Former Finance Secretary Shishir Dhungana said that the revenue has decreased due to the ban on the import of goods such as vehicles and alcohol. Imports increase during festivals, it also increases revenue, he said. He also admitted that the revenue is always increased in August and October and because of the long holidays during this time, the revenue collection is less. He said that there is a need for a serious analysis regarding the low revenue collection.

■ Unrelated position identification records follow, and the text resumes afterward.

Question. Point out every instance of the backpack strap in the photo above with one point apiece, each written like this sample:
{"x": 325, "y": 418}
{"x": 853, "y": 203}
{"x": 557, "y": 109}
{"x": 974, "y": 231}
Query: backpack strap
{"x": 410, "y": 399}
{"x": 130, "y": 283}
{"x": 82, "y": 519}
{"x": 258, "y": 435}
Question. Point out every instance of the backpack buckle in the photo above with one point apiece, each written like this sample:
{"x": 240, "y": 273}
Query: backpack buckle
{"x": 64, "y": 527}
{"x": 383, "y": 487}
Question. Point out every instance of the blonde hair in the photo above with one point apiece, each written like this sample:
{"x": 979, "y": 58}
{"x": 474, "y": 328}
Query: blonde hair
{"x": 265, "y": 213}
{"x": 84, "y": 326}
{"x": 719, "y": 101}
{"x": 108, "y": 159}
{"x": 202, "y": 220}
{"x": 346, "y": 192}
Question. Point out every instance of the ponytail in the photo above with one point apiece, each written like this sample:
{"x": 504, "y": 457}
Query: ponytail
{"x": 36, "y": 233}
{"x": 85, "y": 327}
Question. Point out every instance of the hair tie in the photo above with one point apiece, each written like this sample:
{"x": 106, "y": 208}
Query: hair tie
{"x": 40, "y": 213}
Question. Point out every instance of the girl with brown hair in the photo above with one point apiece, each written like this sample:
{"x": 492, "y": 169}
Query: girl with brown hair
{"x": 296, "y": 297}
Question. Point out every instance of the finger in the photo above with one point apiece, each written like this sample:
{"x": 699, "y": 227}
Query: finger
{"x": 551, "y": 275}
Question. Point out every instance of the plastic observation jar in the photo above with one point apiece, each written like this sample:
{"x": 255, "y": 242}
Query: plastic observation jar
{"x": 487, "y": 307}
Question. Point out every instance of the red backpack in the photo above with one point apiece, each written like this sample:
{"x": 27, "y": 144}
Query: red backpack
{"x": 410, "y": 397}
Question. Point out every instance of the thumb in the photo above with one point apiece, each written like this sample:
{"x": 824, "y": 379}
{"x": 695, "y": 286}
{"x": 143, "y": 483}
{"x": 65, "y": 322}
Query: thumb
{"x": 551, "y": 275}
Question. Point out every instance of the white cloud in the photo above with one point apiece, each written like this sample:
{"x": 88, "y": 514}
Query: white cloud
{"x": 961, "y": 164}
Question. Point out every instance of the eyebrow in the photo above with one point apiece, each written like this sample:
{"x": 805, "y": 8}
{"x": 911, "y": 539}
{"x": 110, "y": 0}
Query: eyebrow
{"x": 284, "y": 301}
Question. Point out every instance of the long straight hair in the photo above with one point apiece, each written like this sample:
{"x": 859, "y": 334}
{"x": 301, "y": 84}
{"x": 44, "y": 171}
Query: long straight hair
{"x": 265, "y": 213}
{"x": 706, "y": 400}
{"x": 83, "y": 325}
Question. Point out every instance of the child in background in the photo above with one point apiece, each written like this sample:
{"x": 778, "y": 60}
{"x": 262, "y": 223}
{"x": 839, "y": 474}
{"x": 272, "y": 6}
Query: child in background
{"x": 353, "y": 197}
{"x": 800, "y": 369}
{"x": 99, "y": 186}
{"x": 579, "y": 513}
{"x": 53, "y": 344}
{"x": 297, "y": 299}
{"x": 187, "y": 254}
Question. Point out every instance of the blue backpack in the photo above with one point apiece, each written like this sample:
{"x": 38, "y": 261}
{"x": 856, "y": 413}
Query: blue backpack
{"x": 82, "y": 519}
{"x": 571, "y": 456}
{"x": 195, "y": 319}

The government’s target is to raise revenue of Rs 1403 billion rupees in the current fiscal year. Out of this, 45 to 47 percent of the revenue is collected by the customs department,” he said. “If the revenue collection continues to decrease from now on, the situation may become serious later. Why the revenue collection was not done according to the target is a questionable matter. It is important to get the attention of the stakeholders that policy issues should also be reconsidered.
Dhungana said that if there is a decrease in revenue collection, current expenditure, committed expenditure and development projects will also be stopped.
Kamal Prasad Bhattarai, director general of the department, accepted that the revenue was not collected as per the target. “Due to various policy reasons, revenue collection has been affected,” he said, “due to which revenue was not collected as per the target.”